Mandatory prescriber education among immediate steps recommended by Trump's opioid commission

The president’s opioid commission released an interim report yesterday that called on President Donald Trump to declare a national emergency and outlined immediate steps to reverse the country’s opioid epidemic, including mandated prescriber education.

One doctor involved in educating physicians about opioids welcomed the call for more training.

“I think it’s great,” said Gregory Makris, M.D., medical director for the Altarum Center for Appropriate Care, headquartered in Ann Arbor, Michigan, in an interview with FierceHealthcare. “It’s how it’s carried out that is going to make the difference.”

The bipartisan President’s Commission on Combating Drug Addiction and the Opioid Crisis, formed by executive order of the president and chaired by New Jersey Gov. Chris Christie, released a laundry list of recommendations in an interim report (PDF) now headed to Trump’s desk.

“With approximately 142 Americans dying every day, America is enduring a death toll equivalent to September 11th every three weeks,” Christie said, as the commission met to approve the report.

The report called for the president to mandate education in opioid prescribing and on the risks of patients developing a substance use disorder by requiring all Drug Enforcement Administration registrants to take a course in the proper treatment of pain.

Four out of five heroin users begin with the use of prescription opioid painkillers, Christie said.

“This crisis began in our nation’s healthcare system. While we acknowledge that some of this inappropriate overprescribing is done illegally and for profit, we believe the overwhelming percentage is due to a lack of education on these issues in our nation’s medical and dental schools and a dearth of continuing medical education for practicing clinicians,” the commission report said.

Commission member Bertha Madras, Ph.D, said the opioid crisis cannot be solved without the involvement of the medical community and will require an evolution, if not a revolution. If physicians are not trained, patients will fall through the cracks and not receive treatment for substance abuse, she added.

The report’s release came on the same day as the funeral of an Indiana doctor who was killed for refusing to prescribe opioids.

Todd Graham, M.D., was gunned down last Wednesday by an Indiana man who then killed himself. Authorities have said that the man confronted the doctor for not prescribing an opioid for his wife’s chronic pain during an office visit that morning.

Law enforcement officials are still trying to determine if drug addiction on the part of the man or his wife played a role in the killing, according to a Washington Post report.

A doctor’s perspective

Makris has helped develop a six-month doctor education program, a partnership between Altarum and the University of Michigan Medical School and Health System. The just-launched program is different from the typical one-hour continuing education programs in that it provides physicians and practices with six months of follow-up, he said.

The program includes support tools for physicians to help improve responsible opioid prescribing and patient education. Doctors learn what to do when they assess a patient at risk for a substance use problem and are made aware of possible treatment options. The follow-up, beyond an initial class, is key to lasting change in prescriber habits, Makris said.

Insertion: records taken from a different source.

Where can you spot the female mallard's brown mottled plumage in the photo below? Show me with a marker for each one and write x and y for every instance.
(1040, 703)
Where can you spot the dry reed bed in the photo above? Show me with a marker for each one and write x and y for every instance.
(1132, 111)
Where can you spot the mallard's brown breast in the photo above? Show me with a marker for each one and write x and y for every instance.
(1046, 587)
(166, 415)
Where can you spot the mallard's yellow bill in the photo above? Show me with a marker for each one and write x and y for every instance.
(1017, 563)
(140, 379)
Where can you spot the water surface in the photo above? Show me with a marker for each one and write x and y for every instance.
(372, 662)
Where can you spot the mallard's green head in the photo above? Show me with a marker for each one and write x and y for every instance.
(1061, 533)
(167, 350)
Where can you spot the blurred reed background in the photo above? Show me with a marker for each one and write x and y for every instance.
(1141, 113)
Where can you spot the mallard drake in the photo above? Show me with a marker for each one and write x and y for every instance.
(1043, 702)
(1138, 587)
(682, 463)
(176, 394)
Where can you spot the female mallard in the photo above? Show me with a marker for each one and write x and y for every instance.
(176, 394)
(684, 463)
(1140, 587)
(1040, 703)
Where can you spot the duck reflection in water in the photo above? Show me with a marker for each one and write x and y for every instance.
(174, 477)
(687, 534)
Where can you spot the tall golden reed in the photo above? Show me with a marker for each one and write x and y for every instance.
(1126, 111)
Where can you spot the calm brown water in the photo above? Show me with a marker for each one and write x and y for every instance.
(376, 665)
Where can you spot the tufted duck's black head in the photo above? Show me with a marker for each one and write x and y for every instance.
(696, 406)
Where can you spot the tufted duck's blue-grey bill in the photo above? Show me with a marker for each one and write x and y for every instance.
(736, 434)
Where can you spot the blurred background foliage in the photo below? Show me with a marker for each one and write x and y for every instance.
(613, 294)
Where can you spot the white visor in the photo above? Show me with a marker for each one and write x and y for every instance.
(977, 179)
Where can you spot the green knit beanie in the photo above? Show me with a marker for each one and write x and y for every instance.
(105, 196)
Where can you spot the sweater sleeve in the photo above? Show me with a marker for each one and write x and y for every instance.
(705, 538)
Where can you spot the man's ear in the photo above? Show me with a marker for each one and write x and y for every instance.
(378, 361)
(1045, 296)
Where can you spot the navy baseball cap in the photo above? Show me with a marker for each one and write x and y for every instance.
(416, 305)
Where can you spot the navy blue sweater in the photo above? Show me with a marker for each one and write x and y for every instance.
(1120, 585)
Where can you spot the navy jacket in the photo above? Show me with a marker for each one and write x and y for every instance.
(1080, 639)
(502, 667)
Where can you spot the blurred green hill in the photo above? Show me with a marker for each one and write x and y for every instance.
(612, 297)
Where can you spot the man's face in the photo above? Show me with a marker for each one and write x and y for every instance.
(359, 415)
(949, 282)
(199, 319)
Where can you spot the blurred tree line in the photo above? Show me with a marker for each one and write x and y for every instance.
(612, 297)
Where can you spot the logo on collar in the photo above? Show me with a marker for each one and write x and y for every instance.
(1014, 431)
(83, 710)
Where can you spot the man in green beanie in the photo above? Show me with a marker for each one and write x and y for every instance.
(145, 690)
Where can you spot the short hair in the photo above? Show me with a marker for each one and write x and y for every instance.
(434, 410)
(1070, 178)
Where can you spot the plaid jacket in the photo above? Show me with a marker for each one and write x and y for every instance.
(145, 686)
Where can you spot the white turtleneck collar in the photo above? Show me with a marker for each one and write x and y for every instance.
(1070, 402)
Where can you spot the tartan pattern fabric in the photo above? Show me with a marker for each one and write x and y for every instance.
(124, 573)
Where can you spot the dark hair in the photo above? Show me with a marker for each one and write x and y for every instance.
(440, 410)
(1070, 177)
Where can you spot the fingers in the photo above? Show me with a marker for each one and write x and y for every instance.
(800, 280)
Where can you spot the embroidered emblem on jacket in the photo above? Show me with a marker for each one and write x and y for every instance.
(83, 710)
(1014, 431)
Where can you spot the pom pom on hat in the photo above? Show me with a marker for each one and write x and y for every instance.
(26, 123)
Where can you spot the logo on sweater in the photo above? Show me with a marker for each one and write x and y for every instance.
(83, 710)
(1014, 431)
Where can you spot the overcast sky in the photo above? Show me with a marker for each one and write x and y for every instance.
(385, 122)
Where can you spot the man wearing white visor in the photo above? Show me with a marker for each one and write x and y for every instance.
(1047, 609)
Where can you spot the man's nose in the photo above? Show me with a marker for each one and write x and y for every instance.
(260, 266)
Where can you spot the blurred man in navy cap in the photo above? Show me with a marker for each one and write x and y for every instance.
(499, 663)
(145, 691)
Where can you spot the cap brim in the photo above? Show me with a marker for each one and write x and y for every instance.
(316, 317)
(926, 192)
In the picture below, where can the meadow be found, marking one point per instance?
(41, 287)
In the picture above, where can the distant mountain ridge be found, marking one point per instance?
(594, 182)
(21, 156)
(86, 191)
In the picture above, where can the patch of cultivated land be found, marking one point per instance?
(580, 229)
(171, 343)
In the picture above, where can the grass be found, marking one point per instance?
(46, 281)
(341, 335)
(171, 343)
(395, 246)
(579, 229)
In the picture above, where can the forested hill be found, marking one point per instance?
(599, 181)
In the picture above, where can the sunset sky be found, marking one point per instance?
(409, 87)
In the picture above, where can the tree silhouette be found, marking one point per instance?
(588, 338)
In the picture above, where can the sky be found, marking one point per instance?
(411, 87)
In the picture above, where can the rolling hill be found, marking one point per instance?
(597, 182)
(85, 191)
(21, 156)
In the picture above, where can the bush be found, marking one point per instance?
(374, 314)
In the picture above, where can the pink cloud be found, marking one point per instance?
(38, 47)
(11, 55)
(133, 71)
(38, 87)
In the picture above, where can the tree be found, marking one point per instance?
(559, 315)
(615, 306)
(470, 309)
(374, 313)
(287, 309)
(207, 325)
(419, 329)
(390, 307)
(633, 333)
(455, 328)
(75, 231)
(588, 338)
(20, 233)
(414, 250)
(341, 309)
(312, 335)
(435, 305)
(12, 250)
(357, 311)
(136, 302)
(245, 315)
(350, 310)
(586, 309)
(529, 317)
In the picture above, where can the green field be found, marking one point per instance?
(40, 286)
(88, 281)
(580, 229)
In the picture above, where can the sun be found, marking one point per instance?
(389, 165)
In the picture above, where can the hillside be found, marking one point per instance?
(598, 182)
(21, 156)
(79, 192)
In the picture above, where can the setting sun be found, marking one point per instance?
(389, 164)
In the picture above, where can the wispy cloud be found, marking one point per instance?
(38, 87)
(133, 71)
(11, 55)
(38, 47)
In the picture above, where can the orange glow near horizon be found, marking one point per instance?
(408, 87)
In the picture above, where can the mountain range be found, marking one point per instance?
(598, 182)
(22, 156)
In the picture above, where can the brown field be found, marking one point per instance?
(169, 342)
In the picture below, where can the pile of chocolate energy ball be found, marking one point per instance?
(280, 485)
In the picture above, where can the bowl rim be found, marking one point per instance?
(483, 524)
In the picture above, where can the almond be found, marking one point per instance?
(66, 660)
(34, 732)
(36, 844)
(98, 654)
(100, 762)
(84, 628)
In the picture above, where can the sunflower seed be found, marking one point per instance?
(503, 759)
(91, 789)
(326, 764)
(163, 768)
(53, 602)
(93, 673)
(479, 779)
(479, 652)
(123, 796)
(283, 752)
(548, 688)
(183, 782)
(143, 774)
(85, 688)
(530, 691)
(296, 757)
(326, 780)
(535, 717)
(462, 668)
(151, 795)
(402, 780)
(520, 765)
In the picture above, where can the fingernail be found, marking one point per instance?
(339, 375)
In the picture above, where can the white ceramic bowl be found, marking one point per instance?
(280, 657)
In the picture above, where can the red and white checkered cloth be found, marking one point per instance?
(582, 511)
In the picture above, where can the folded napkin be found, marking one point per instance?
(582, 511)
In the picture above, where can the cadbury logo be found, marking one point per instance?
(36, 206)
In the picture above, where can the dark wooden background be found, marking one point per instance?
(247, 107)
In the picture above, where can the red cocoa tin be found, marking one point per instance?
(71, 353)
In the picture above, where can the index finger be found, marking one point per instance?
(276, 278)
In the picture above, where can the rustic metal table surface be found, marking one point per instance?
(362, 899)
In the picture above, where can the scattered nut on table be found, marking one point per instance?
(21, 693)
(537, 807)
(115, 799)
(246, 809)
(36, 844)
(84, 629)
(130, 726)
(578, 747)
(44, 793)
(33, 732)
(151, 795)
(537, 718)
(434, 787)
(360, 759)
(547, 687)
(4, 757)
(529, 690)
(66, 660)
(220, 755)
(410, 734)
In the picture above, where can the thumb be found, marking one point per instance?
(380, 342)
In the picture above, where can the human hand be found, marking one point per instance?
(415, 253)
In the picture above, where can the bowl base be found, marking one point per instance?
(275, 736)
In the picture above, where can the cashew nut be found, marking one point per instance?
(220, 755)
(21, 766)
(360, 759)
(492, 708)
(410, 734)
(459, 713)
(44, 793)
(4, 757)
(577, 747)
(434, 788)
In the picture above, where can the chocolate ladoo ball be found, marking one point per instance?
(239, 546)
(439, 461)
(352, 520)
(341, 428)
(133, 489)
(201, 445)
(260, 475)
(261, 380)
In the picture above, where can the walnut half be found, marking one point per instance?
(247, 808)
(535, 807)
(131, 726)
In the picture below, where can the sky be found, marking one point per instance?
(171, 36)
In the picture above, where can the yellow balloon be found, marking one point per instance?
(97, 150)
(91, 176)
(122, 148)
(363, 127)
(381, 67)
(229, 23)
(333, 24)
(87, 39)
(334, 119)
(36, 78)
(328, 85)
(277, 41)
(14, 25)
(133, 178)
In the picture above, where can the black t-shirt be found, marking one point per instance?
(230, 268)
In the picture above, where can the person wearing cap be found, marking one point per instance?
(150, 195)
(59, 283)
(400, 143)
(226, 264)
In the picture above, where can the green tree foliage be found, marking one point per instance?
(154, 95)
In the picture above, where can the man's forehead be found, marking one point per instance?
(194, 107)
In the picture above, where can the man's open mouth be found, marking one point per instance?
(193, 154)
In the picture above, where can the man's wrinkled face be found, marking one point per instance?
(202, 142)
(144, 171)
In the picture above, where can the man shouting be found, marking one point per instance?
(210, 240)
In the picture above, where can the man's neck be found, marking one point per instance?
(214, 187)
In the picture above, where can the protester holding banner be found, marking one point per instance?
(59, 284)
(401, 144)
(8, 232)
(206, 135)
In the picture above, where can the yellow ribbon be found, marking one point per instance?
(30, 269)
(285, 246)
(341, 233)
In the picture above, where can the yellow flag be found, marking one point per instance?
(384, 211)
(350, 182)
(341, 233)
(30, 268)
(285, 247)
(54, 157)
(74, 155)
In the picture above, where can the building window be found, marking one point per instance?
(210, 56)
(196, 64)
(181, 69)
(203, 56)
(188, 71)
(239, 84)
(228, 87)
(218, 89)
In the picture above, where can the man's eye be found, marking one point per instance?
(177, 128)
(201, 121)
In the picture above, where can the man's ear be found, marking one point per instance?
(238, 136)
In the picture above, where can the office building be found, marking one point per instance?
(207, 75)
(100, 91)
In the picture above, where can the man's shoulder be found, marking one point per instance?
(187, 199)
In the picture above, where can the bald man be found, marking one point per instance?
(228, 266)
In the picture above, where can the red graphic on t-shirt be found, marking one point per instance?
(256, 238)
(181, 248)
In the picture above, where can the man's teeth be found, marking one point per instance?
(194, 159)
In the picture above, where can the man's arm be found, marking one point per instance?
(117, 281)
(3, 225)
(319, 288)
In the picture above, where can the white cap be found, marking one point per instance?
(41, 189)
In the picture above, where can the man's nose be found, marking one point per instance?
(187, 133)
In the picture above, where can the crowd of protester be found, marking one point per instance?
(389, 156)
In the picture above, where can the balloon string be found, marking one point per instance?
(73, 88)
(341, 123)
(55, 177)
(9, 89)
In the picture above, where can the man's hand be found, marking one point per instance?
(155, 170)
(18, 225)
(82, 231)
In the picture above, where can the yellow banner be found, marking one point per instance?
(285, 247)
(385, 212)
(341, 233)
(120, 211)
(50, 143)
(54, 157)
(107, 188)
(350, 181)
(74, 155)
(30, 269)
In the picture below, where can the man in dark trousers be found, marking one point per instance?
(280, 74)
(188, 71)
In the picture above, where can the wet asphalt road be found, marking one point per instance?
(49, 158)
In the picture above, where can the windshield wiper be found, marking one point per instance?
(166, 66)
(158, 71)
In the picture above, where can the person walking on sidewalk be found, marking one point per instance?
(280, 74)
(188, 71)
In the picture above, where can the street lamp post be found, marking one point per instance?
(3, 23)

RELATED: White House opioid commission calls for data sharing between state and federal PDMPs by next year

Other recommendations

The opioid commission will release a final report this fall, but Christie said the group wanted to get its initial recommendations to President Trump. Other recommendations include:

  • Rapidly increase treatment capacity for patients with substance use disorders by granting waivers in all 50 states to eliminate barriers resulting from a federal exclusion that prohibits Medicaid reimbursement for mental health services provided in inpatient facilities that have more than 16 beds. That action will immediately open treatment to thousands of Americans in existing facilities. 
  • Immediately establish and fund a federal incentive to enhance access to medication-assisted treatment.
  • Provide model legislation for states to allow naloxone dispensing via standing orders, as well as requiring the prescribing of naloxone with high-risk opioid prescriptions. The commission also wants to see all law enforcement agencies equipped with life-saving naloxone, which can reverse the effects of an overdose.
  • Prioritize funding and manpower to federal agencies to quickly develop and disseminate fentanyl detection sensors to staunch the flow of deadly synthetic opioids.
  • Provide federal funding and technical support to states to enhance interstate data sharing among state-based prescription drug monitoring programs.
  • Better align, through regulation, patient privacy laws that would soften HIPAA regulations when patients overdose.
  • Enforce the Mental Health Parity and Addiction Equity Act to ensure health plans cannot impose less favorable benefits for mental health and substance use diagnoses verses physical health diagnoses.